肃修言看着她欲言又止,最终还是抿着唇侧过头:“别说这些疯话。”
他这么傲娇到没边儿,程惜也早习惯了,她挑了挑眉问他:“既然我们一起来了这里, 那你就是跟我有肢体接触了?怎么接触的?”
肃修言脸颊看起来好像更红了一点, 移开了眼睛:“我抱你下楼……然后吃了安眠药,抱着你一起睡了。”
程惜听着他的描述, 连连咋舌:“你怎么说得好像你给我殉情了一样。”
肃修言的目光颇有些无奈:“你都想些什么?肃道闲说你在昏睡中很容易不知不觉陷入‘领域’内, 而一起进入的两个人除了要有身体接触外,呼吸也需要尽量同频。我也吃安眠药,抱着你睡着,最快也最稳妥而已。”
程惜听着就开心地去摸他的头发,还自行理解了一下:“你是怕我一个人不小心陷入到什么未知的地方去,才这么奋不顾身地追了上来?”
肃修言神色复杂地看着她:“你的用词有点问题, 没有奋不顾身那么夸张。在现实中看,我只是抱着你睡了一觉,并没有任何损失。”
程惜压根就不听他的强行解释,凑过去笑眯眯地在他唇上轻吻了下:“我的小哥哥对我还是这么好,是我的英雄。”
肃修言将她推开一些,皱了眉看她:“你的甜言蜜语倒是说得越来越顺口了。”
程惜笑着又去抱他:“好,好,我知道小哥哥脸皮薄容易害羞。”
肃修言倒是没有继续推开她,只是皱眉抿着唇,靠在她肩上闭上了眼睛。
程惜看他确实累了的样子,就让他先躺下休息,自己去外面跟韩七一起收拾碗筷。
韩七看到程惜又出来,笑了下:“老朽先前着实没想到,程神医和曲城主倒也是旧时相识。”
墙板那么薄,程惜在里面和肃修言说话,他估计也都听到了。
程惜挑了下眉:“怎么,难道所有人都以为我跟他没有什么关系?”
韩七用挤成一道小缝的眼睛看她:“程神医此话怎样?”
他的脸很丑,但程惜很坦然地看着他:“我除了记得我跟他的事之外,别的都不记得了。”
韩七沉默了片刻,程惜还是直视着他的眼睛:“有什么是我需要知道却还不知道的,老先生能告诉我吗?”

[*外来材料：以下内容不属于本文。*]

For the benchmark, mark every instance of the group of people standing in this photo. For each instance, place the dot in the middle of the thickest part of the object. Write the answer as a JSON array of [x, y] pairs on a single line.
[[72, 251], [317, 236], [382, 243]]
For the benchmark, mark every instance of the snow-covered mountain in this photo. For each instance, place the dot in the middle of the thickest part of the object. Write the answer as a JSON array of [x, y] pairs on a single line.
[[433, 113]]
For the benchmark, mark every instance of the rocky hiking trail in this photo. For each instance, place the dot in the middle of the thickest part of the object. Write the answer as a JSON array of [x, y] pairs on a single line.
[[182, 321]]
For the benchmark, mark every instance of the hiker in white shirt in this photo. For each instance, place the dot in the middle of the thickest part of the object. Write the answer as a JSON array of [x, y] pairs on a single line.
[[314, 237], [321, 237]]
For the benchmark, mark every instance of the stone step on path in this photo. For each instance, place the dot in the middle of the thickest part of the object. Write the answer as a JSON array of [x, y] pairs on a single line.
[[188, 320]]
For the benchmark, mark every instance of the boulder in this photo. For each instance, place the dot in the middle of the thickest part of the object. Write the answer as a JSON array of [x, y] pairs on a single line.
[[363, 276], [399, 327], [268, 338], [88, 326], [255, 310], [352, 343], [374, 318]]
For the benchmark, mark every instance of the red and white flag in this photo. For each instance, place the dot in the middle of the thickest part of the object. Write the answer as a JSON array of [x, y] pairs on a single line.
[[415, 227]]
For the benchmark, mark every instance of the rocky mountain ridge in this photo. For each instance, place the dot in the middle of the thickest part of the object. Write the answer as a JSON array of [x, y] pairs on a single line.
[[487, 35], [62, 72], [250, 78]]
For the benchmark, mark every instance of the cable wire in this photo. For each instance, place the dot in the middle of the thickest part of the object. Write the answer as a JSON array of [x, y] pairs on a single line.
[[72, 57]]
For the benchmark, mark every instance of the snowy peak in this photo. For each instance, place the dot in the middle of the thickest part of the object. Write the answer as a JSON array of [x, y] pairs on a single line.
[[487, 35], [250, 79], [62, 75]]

这次韩七叹了口气:“这么多年了,程神医是第一个肯看老朽脸的人。程神医有什么要问的,尽管来问,老朽知无不言,言无不尽。”
程惜承认自己用了一些交流技巧,但她也确实尊重韩七,对方这么配合,她也就没有客气地问了个痛快。
按照韩七的说法,程惜这个“神医”,是在行医途中,被“曲城主”强行抓去覆手第一城的。
因为程惜的哥哥,同样也是神医的程昱是神越山庄的客卿,所以程惜也算是神越山庄的人。
神越山庄虽然不是什么武林门派,但神越山庄的庄主,同时也是中州巨富的肃道林,常年资助正义盟,能算是正义盟的幕后老板。
所以“曲城主”这番动作,算是正式得罪了正义盟和神越山庄。
这个世界的武林形势,并不是那种有明确正邪之分的格局,覆手第一城不能算是魔教,正义盟也不能算是武林正道,无非是各自为政的两拨势力。
覆手第一城当然跟正义盟是对头,但也不是你死我活的那种关系,长老们并不想撕破脸皮大战一场给第三方势力捡了便宜。
再说覆手第一城一直标榜实力为尊,城主都是通过“打架”这个简单粗暴的方式决定的,城主虽然是名义上的“武林第一人”和主上,但实际情况却往往更复杂。
比如现任城主“曲欢”,本来就只是覆手第一城死士营出身的死士,但是却实在太能打了,一路打遍天下无敌手,几个月前更是一掌把上任城主拍成重伤,当上了城主。
这样的城主当然会被长老们排挤孤立,既然城主不听话惹了事,那么被逼宫也就是正常操作了。
程惜听韩七说的时候,就觉得有点脑壳疼,等他说完,忍不住又确认了一下:“神越山庄庄主,肃道林?”
韩七“呵呵”笑了声:“乐善好施活菩萨,肃大善人,天下谁人不知。”
程惜又指了指里屋的方向:“跟我在一起的这个,几个月前才刚把上任城主干翻了上位的,曲城主,曲欢?”
韩七又“呵呵”笑了声:“数月之前,天下还无人知道‘曲欢’是何许人也,如今却无人不惧怕天下第一人的威名。一战成名天下知,这就是覆手第一城城主的威风。”
程惜想了下又问:“那神越山庄的庄主,是有公子的吧?神越山庄的公子们叫什么名字?”
韩七还是笑了下:“神越山庄没有什么‘公子们’,只有一个大公子,名唤肃修然。据说以前曾有个二公子,不过尚未成年就已夭折,名讳也没流传出来过。”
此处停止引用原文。